There was definitely stuff that I knew here – but probably it bore repeating, and it was stuff that I had learned the hard way. There is some really interesting and important stuff about criticism, and consensus that I will try and use moving forward.
My favorite bit (p112) on The Dreamers, the Doers, and the Incrementalists.
We all have someone in our lives who is a perpetual dreamer – someone with real talent who never seems to get his or her act together.
As entrepreneurs, Dreamers often jump from one new business idea to another. Even with an existing business, they are always imagining something new… The Dreamers in the not-for-profit world are idealists – and they are likely to become engaged in new projects at the expense of completing current ones. Similarly, Dreamer artists are always starting new projects, often considering massive undertakings with long-term grandiose vision.
Dreamers are fun to be around, but they struggle to stay focused. In their idea frenzy, they are liable to forget to return phone calls, complete current projects, or even pay the rent. While Dreamers are more likely than anyone to conceive of brilliant solutions, they are less likely to follow through. Some of the most successful Dreamers we have met attribute their success to a partnership with a Doer.
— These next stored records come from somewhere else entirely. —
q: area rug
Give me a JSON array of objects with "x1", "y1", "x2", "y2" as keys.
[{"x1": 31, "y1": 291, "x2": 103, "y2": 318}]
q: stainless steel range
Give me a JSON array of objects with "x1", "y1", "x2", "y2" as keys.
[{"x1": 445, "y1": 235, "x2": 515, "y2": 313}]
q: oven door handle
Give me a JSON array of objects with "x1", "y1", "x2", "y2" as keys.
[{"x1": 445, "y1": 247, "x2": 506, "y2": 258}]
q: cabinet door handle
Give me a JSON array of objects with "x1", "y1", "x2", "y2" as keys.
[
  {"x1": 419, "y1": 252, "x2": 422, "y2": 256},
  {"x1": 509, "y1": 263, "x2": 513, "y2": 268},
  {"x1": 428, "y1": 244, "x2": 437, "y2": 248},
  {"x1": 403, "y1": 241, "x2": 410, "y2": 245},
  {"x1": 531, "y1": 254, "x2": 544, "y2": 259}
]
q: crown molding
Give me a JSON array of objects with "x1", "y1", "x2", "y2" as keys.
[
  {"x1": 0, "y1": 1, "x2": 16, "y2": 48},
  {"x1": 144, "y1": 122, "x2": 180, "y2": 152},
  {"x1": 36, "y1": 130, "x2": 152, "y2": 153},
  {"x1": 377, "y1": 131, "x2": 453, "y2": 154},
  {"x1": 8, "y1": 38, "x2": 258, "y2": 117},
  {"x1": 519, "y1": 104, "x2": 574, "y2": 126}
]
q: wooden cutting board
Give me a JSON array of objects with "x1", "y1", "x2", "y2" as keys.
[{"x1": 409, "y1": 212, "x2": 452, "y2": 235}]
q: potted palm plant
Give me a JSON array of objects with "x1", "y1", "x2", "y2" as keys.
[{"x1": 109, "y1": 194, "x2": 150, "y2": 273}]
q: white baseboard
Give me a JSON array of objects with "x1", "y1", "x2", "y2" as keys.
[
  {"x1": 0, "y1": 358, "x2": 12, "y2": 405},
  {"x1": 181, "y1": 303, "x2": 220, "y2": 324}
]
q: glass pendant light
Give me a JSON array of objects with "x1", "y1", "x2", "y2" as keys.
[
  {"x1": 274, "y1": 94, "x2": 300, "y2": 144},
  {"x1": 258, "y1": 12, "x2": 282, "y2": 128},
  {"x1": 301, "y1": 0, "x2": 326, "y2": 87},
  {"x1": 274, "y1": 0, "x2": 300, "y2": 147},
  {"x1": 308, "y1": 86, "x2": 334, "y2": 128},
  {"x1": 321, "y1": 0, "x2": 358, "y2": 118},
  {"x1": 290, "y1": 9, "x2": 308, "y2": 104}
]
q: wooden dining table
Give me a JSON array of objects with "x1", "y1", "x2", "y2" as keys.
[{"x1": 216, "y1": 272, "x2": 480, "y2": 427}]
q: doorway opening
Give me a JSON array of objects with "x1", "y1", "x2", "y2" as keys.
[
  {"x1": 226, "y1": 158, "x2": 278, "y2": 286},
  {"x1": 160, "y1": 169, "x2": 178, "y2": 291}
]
Doers don’t imagine as much because they are obsessively focused on the logistics of execution. Doers get frustrated when, while brain-storming, there is no consideration for implementation. Doers often love new ideas, but their tendency is to immerse themselves in the next steps needed to truly actualize an idea. While Dreamers will quickly fall in love with an idea, Doers will start with doubt and then chip away at an idea until they love it (or, often, discount it). As Doers break an idea down, they become action-oriented organizers and valuable stewards. An idea can only become a reality once it is broken down into organized, actionable elements. If a brilliant and sexy idea seems intangible or unrealistic, Doers will become skeptical and appropriately deterred.
Then there are the Incrementalists – those with the ability to play the role of both Dreamer and Doer. Incrementalists shift between distinct phases of dreaming and doing. When imagination runs amok in the Dreamer phase, the Incrementalist begings to feel impatient. The deveoping sense of impatience brings on the Doer phase, and the idea at hand is pushed into execution. And when the time comes to pull back and dream again, the return is a welcome relief from being buried in the managerial mind-set. Thus, an Incrementalist is able to bask in idea generation, distill the Action Steps needed, and then push ideas into action with tenacity.
You might be thinking that becoming an Incrementalist is the Holy Grail for making ideas happen. The transformative capacity of the Incrementalist appears attractive until you consider the inherent limitations. With the ability to rapidly develop and then execute ideas, the Incrementalist finds him- or herself leading multiple projects (and, in many cases, multiple businesses) simultaniously.
Incrementalists have the tendency to conceive and execute too many ideas simply because they can. This rare capability can lead to an overwhelming set of responsibilities to maintain multiple projects at the expense of ever making one particular project an extraordinary success. In my research, I came across many Incrementalists who were known within their communities for their many projects but never on a global scale. The Incrementalist’s brands, products, and ideas are seldom sufficiently pushed to their full potential.
While a Doer and a Dreamer are best paired with each other, Incrementalists can thrive when they are paired with either one. Incrementalists are the “O” blood type of the world of collaboration – the universal donor. After talking to many Incrementalists about their most successful projects, I found that they just need to be pushed one way or the other. A Doer will push the Incrementalists into more of a Dreamer mode when necessary, while a Dreamer brings out the Incrementalist’s impatience and organizational Doer-like tendencies.
And so there is no ideal category. The Doers, Dreamers, and Incrementalists all have their own strengths and limitations. However, once you consider which type you might be, you can leverage the forces around you – potential partnerships, organizational tools, and other resources – that can make all the difference.
I’m not sure, but having looked at the downsides of being an Incrementalist, they seem familiar… maybe that’s me. How about you? Are you a Dreamer, a Doer, or an Incrementalist?